However, when I first created this post, her name was simply that, “a name”, for I was then unfamiliar with the story of her life as a bibliophile, bookseller, and especially translator of Yiddish.  She pursued this latter activity in collaboration with her husband Julius, continuing this work after his sudden death in 1945.

Move “forward” (double entendre there…) a few years to June of 2019, I was happily startled to see this image on display at a Facebook post by Washington University’s Stroum Center for Jewish Studies.  There, I at long last learned who Frances Butwin was.  Or, in the words of the Stroum Center:

“Have you ever read Sholom Aleichem’s stories in English?  Chances are, you’ve read the work of translators Frances and Julius Butwin – Professor Joe Butwin’s parents.

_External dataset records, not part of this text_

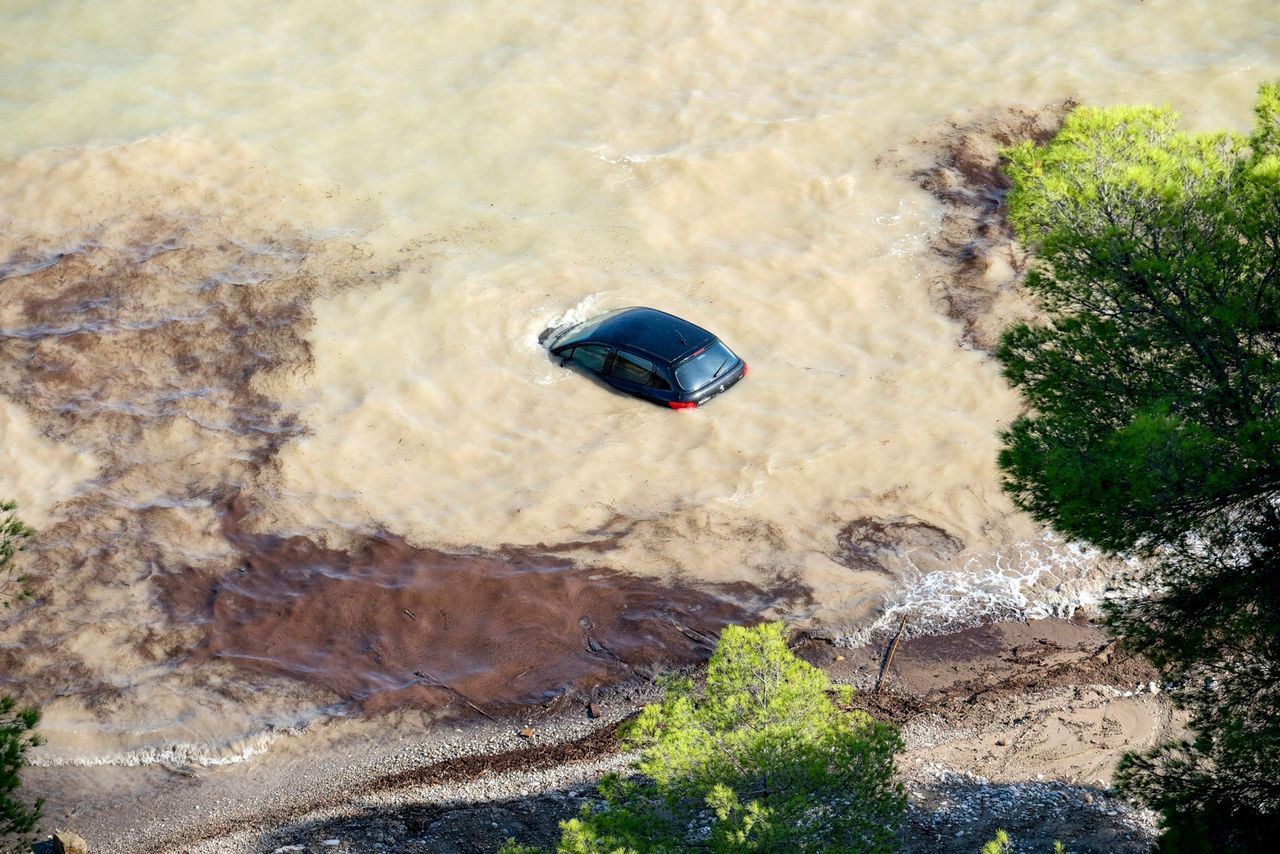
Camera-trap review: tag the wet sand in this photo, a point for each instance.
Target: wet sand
(1032, 713)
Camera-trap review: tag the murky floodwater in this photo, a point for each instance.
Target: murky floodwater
(300, 255)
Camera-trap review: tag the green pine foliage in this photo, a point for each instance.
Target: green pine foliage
(1153, 427)
(17, 735)
(1152, 387)
(764, 761)
(13, 534)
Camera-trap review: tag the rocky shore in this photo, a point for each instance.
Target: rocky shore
(1008, 725)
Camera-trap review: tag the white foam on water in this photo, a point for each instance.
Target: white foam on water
(1027, 580)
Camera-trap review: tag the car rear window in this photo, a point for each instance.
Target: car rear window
(700, 369)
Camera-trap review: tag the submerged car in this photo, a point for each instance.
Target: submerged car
(653, 355)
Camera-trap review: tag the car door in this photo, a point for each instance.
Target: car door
(590, 357)
(635, 374)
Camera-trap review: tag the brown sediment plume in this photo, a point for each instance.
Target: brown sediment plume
(152, 328)
(885, 544)
(150, 295)
(958, 161)
(387, 625)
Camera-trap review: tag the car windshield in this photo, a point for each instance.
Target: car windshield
(581, 330)
(705, 366)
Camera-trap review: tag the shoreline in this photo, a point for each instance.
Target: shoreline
(1006, 725)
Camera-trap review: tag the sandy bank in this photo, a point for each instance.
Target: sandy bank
(1008, 725)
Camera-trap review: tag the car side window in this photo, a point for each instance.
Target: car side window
(590, 356)
(632, 369)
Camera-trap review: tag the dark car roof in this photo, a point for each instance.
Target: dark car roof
(657, 333)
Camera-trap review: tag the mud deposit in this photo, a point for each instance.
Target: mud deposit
(387, 625)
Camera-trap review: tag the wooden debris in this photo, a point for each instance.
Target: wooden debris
(888, 656)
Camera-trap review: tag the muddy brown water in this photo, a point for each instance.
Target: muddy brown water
(301, 252)
(385, 625)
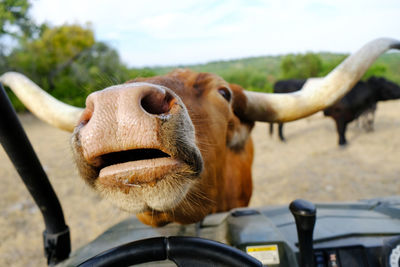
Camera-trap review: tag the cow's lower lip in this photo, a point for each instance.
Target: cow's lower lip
(137, 173)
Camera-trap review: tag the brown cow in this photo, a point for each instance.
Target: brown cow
(177, 147)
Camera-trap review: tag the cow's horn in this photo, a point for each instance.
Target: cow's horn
(40, 103)
(318, 93)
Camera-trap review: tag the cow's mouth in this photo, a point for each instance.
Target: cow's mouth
(136, 167)
(131, 155)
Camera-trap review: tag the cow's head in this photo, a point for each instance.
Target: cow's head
(177, 147)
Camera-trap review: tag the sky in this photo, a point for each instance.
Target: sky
(181, 32)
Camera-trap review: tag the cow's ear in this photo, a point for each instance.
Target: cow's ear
(238, 127)
(239, 101)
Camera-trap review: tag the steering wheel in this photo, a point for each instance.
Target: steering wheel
(183, 251)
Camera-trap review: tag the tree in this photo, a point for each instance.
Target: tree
(14, 18)
(301, 66)
(56, 49)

A Polish refugee of the Nazis and a child of Russian Jewish émigrés, Frances and Julius met through the pages of The Forward, through an essay contest titled “I am a Jew and an American.”

After 4,000 pages of correspondence, the couple married, and became some of the very first translators of Sholom Aleichem’s work into English – before Julius’ tragic early death at age 41.

Professor Joe Butwin of UW English Department shares his parents’ remarkable story, and discusses his own career as an advocate for Yiddish and Jewish literature at the UW, in a profile by Denise Grollmus.”

You can learn much more about the lives of Frances and Julius Butwin in Denise Grollman’s article “Professor Joe Butwin reflects on how his academic career always led him back to his family roots“, which includes two images of the couple (shown below), as well as images of Professor Butwin, Aharon Appelfeld, and Abraham Lincoln Brigade veteran Ed Lending. 

“Julius and Frances Butwin in Wisconsin Dells, Wi., shortly after their marriage in 1933.”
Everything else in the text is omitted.